Pre‑gel formulations contain 1.2× PBS, 4 % acrylamide, 5’‑acrydite‑modified oligonucleotides (S1‑C, S1‑C′) and a Cy3‑labeled poly‑T strand. Polymerization is initiated with TEMED and ammonium persulfate, followed by a brief vacuum degassing step to reduce viscosity. After mixing equal volumes of the two pre‑gels, DNA cross‑linking proceeds at room temperature, yielding a network that incorporates programmable “hairpin” sequences (H1, H2) and their terminators. These hairpins act as stimulus‑responsive switches: upon exposure to a trigger (e.g., specific ion concentration or pH), they open, extending the DNA strands and expanding the mesh, which translates into isotropic swelling of the particle.

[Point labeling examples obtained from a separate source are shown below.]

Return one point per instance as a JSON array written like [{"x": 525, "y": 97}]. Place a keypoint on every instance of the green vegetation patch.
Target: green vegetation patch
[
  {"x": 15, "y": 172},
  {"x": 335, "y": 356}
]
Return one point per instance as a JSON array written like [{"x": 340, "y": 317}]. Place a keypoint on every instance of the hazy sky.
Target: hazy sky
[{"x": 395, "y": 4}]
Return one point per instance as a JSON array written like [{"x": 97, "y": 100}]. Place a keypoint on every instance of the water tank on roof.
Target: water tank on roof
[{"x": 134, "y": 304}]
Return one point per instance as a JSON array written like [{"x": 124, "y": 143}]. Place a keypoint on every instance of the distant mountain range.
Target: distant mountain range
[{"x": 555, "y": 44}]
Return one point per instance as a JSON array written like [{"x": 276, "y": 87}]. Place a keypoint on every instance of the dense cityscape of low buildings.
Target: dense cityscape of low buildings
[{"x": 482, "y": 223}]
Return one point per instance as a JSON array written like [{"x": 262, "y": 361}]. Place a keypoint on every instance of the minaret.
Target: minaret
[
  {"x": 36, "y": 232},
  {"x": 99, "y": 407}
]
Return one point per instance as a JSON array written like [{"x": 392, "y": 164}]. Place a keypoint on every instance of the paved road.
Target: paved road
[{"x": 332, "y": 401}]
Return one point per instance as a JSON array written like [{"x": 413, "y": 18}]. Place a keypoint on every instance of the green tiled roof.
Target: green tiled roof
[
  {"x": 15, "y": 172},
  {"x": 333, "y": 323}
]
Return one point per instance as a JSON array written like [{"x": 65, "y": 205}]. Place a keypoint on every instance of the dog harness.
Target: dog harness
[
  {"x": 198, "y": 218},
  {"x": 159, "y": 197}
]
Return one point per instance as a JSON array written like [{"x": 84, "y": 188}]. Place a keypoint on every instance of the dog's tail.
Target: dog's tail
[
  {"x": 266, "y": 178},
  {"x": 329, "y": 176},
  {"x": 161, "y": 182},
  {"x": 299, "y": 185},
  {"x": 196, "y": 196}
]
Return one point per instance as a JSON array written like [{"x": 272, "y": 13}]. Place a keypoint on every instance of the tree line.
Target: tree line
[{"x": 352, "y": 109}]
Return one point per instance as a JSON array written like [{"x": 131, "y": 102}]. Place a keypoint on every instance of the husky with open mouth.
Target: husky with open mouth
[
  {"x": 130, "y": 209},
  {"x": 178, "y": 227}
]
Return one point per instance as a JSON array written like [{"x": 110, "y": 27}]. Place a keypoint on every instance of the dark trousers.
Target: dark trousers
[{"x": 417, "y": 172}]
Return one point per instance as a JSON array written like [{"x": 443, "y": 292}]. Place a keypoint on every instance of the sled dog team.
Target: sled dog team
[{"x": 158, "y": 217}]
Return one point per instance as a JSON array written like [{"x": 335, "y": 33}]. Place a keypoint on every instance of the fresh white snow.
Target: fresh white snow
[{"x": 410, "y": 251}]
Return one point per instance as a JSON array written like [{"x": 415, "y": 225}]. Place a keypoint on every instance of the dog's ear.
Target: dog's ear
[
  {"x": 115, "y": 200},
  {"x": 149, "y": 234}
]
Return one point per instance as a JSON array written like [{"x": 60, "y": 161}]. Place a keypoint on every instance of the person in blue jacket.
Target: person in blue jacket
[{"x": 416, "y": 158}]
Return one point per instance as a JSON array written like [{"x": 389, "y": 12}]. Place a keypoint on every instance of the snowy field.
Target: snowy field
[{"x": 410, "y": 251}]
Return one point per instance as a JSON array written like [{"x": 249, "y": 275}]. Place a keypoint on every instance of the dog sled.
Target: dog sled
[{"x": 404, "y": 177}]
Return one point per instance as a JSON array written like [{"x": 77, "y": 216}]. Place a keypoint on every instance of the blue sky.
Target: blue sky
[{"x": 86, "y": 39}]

Swelling is quantified using the intercalating dye YOYO‑1. Because YOYO‑1 fluorescence diminishes as the dye diffuses out of the hydrogel, the authors infer the diffusion coefficient of free YOYO‑1 from the decay of bound fluorescence, providing a non‑invasive, high‑throughput proxy for mesh size changes without single‑molecule tracking. By varying hairpin design and trigger conditions, they achieve up to a two‑fold increase in particle volume, surpassing previous micron‑scale reports.

Dissolution kinetics are controlled through a specially designed “dissolver strand” (DS). By adjusting DS concentration from 0 to 300 µM, the authors modulate the rate at which the DNA network is enzymatically cleaved, effectively tuning particle degradation. Importantly, they compare dissolution in confined (microfluidic channel) versus non‑confined (bulk tube) environments, demonstrating that diffusion limitations in the surrounding fluid dramatically affect degradation rates—a factor often overlooked in prior studies.

Biocompatibility is validated by encapsulating K562‑F cells (5 × 10⁶ cells mL⁻¹) within pre‑gel 1 before droplet formation. After 24 h culture, live/dead assays show >95 % cell viability, confirming that the fabrication process (no UV exposure, low‑temperature polymerization) and the final hydrogel composition are non‑toxic.

Overall, the work delivers four major advances: (1) a low‑loss, fully biocompatible microfluidic workflow for producing monodisperse DNA‑hydrogel microgels; (2) a modular strategy for precise, isotropic swelling using programmable DNA hairpins; (3) a diffusion‑based, dye‑intercalation assay for rapid structural characterization of swollen versus unswollen particles; and (4) a tunable dissolution system that accounts for external diffusion constraints. These capabilities position µSDs as ready‑to‑use building blocks for drug delivery, biosensing, and single‑cell studies, bridging the gap between DNA‑nanotechnology and practical biomedical applications.